Turn a knob, dial in a sound – that particular magic associated with specific hardware is showing up in software, too. Or such is the promise of the latest Universal Audio mic model.

Maybe that makes sense. As software gets better at modeling nonlinearity – the particular character of a sound, one that may lie a little outside rational, predictable behavior – it’s also possible to have fewer knobs.

Certainly, leading vendors keep upping the ante when it comes to believable models of classic gear. For Universal Audio’s part, the latest addition is a new set of models of classic Neve mic preamps. In UA’s case, they can tout not just their usual modeling prowess, but also the ability to integrate with their hardware – down to matching the model to the impedance of whatever you’re connecting, so it’s even more like plugging into real hardware.

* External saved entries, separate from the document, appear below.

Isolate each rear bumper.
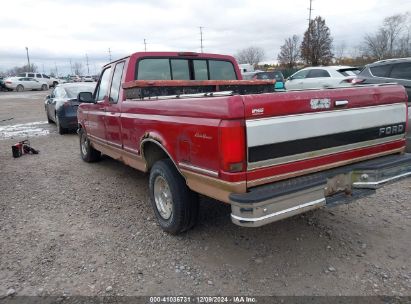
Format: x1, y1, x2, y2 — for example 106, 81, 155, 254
230, 153, 411, 227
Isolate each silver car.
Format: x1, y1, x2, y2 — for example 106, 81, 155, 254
285, 66, 361, 90
4, 77, 48, 92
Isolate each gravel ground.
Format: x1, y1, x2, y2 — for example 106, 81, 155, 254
0, 90, 410, 297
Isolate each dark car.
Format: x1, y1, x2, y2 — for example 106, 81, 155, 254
242, 71, 285, 90
0, 76, 7, 91
355, 58, 411, 151
45, 83, 96, 134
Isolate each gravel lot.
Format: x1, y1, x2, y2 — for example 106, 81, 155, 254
0, 90, 410, 297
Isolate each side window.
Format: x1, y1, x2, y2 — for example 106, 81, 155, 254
36, 73, 42, 78
307, 69, 330, 78
42, 74, 50, 79
209, 60, 237, 80
389, 63, 411, 80
109, 61, 125, 103
370, 64, 391, 77
28, 73, 35, 77
291, 69, 310, 80
137, 59, 171, 80
96, 67, 112, 101
170, 59, 190, 80
193, 60, 208, 80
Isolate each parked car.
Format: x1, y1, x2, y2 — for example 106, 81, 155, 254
0, 76, 8, 91
354, 58, 411, 152
82, 75, 93, 82
69, 75, 81, 82
285, 66, 361, 90
17, 72, 59, 87
45, 83, 96, 134
354, 58, 411, 104
253, 71, 285, 90
4, 77, 48, 92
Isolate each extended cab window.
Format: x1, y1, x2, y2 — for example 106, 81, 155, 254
138, 59, 171, 80
209, 60, 236, 80
96, 67, 112, 100
193, 60, 208, 80
42, 74, 50, 79
36, 73, 42, 78
28, 73, 35, 77
136, 58, 237, 80
389, 63, 411, 80
109, 61, 125, 103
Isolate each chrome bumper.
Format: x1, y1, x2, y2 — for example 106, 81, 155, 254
230, 153, 411, 227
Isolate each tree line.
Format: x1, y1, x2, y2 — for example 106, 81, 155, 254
236, 12, 410, 69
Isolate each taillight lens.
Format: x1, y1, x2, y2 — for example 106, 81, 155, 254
5, 81, 12, 84
350, 78, 365, 84
219, 120, 246, 172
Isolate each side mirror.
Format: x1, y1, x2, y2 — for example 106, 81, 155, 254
46, 95, 51, 99
77, 92, 94, 103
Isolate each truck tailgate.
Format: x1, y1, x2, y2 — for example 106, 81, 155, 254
242, 84, 408, 188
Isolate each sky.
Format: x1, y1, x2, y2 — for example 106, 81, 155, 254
0, 0, 410, 76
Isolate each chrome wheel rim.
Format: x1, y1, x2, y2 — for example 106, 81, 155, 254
153, 176, 173, 220
81, 134, 88, 156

And case in point: the press release sells you on “clarity,” “grit,” and “complexity” – even though those three things wouldn’t normally make sense together. (It’d be like describing lunch as “fresh,” “greasy,” and “subtle.” At the same time, I totally understand what they mean. There’s sound for you.)

Oh, and there’s a red knob, because who doesn’t like that?

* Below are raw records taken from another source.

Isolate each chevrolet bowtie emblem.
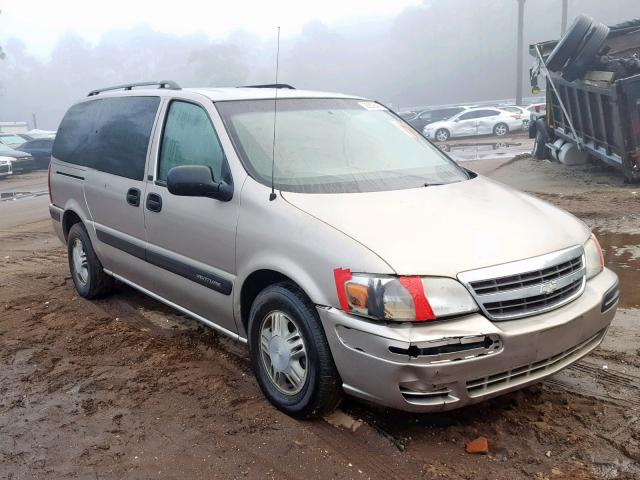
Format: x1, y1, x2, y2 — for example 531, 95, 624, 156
541, 280, 558, 295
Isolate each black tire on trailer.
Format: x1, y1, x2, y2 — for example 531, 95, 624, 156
546, 15, 593, 72
562, 23, 610, 82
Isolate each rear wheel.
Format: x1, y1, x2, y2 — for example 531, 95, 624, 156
248, 282, 342, 418
67, 223, 114, 299
493, 123, 509, 136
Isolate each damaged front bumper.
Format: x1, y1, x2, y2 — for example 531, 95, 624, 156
318, 268, 619, 412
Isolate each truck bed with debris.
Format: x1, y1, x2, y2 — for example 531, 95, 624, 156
530, 17, 640, 181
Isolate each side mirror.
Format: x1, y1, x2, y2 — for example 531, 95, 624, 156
166, 165, 233, 202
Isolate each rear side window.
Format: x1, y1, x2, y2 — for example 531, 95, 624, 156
53, 100, 102, 166
157, 101, 227, 182
53, 96, 160, 180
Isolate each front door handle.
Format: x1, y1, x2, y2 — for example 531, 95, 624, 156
146, 193, 162, 212
126, 188, 141, 207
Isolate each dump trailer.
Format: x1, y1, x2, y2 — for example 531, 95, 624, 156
530, 17, 640, 182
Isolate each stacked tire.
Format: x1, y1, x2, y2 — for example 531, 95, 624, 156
545, 15, 610, 82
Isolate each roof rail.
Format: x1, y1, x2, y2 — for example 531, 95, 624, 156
242, 83, 295, 90
87, 80, 181, 97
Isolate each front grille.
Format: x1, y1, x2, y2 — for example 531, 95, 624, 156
482, 276, 583, 317
466, 328, 606, 397
459, 245, 586, 320
0, 165, 9, 174
470, 256, 583, 295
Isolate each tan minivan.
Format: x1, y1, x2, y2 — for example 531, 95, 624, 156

So let me put it more clearly: this gets your sound dirty without getting it muddy.

The basic idea – start with a class-A Neve mic preamp, and combine both the 1037 and 1290 designs.

The original models.

Say what now? Well, the stock 1290 had just a mic input. Here, it gets combined with a padded input you can use with line ins, plus the 80 Hz cut filter from the 1073. That plus some additional signal modifications and impedance behavior borrowed from the 1073 have prompted the new moniker “1290A.” (UA confirmed some of those details to CDM.)

Or, for lay people, UA have cross-bred the best bits of two favorite Neve amps into a single model that never existed before.

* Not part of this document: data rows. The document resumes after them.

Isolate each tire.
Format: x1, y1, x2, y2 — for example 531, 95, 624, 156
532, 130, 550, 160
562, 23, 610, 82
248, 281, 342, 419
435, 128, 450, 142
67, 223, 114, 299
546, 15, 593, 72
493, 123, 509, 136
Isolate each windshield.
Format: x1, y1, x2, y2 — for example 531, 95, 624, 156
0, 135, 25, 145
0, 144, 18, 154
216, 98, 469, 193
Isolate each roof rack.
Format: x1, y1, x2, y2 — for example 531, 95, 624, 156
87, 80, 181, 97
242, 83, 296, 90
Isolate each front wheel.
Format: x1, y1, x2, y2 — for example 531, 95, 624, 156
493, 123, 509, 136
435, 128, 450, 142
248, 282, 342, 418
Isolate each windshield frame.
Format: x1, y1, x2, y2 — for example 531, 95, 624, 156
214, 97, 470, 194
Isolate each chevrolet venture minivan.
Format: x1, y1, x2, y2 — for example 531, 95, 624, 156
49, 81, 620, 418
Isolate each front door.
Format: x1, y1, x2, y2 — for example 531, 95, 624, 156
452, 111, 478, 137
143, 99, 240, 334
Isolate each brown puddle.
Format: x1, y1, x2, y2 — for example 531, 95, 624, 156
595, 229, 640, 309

Impedance matching with the hardware, though, is everything. A good mic preamp model is pretty meaningless if all you can do is feed it raw signal into your DAW. One place where UA unquestionably has an edge – at least technically speaking – is that they’re able to couple the impedance of their audio interfaces with behaviors of the software. On the Neve, that’s particularly important, because the character of the mic preamp will depend on what’s plugged into it.

Part of the UA pitch – their software is designed to emulate a mic preamp thanks to integration with hardware settings.

This is only meaningful in practice, though, so I’m interested to try it with UA’s new Arrow interface (as well as the other Apollos).

And while it’s meant to model historical gear, my feeling is, if it works, you should feel something even if you never used the originals.

This particular mic model also promises lower DSP hardware requirements than some other Unison plug-ins. So I’m curious to see if it’s a good match for the new Arrow, which has only one DSP chip – meaning it can’t normally run quite as many plug-ins at once.

The Neve is US$149, exclusively from UA for their UAD-2 DSP platform and Apollo interfaces.